A wireless operator from Seal Point, Alaska, reports over 500 planes were seen -at 4:20 this afternoon.
-500 planes?
-What kind of planes?
-They passed over Seal Point at an altitude of 10,000 feet, heading south.
(dramatic music) ♪ A dispatch from Washington.
All military leaves are cancelled.
Members of the Armed Forces are to report to the nearest headquarters immediately.
The plot of Invasion, U.S.A., starts in a Manhattan bar, where Gerald Mohr's character, he's kind of an ad executive, he's taken a kind of survey of people's willingness to sign up to the draft.
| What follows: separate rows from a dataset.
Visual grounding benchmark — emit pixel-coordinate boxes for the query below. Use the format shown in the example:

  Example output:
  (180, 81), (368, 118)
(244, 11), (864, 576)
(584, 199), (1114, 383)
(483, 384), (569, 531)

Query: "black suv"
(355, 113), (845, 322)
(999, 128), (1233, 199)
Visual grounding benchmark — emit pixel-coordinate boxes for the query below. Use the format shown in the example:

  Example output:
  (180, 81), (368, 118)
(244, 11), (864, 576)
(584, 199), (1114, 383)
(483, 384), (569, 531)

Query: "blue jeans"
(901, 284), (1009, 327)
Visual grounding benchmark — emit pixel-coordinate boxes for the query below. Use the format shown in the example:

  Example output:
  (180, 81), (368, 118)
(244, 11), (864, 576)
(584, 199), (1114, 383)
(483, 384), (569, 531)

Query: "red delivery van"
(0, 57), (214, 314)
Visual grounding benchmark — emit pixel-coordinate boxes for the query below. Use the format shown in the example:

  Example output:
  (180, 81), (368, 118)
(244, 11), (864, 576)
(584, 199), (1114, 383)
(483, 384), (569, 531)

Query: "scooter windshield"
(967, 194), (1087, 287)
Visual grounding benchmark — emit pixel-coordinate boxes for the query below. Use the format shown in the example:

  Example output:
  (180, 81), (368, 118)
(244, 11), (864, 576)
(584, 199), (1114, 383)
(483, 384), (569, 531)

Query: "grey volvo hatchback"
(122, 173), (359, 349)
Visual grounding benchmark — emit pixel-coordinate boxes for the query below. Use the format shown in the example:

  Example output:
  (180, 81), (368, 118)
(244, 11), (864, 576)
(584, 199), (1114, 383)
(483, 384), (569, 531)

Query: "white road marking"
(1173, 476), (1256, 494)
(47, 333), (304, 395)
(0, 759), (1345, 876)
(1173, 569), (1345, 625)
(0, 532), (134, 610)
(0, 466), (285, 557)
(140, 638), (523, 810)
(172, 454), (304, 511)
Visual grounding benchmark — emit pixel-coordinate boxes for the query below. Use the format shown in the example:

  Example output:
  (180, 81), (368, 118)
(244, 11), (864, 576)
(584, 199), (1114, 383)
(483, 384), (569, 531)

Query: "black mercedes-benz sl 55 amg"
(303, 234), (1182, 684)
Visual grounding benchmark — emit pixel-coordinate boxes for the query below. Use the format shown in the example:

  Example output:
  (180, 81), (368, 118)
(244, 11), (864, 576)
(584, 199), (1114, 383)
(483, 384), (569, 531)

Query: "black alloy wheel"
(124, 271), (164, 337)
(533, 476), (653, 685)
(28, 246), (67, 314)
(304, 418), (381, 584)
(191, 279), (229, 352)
There's a hint of, "Are you willing to fight off, you know, the commie threat?
Would you go to war?"
And we go through various people in the bar.
And then we cut to the television hanging in the bar.
It's all turned up loud.
And you start to realize an invasion is already underway.
Planes are seen over New York, the city is leveled, bombs are dropped, paratroopers arrive in Washington, D.C., hit the ground.
Everything they were terrified of is happening in front of their eyes.
They watch it on a television screen.
In some ways, it's a very prescient film about, you know, a future where people watched Vietnam and watched the events of 9/11, all of it happening on television.
And here you have these people in the bar observing the dreaded invasion by the Russians happening before their eyes.
What it is, really, it's almost like a public information film, made at this very kind of low, grungy level that says, "Imagine if the Russians invaded," you know, "Imagine, where would they turn up?"
Would they arrive on the beaches?
Imagine seeing planes flying over New York and imagine bombs dropping."
It wasn't messing around.
It was saying, "This is what's going to happen.
You better be ready.
So if that draft comes along, what do you think?"
So it's an exploitation film, but very political in its makeup and very direct.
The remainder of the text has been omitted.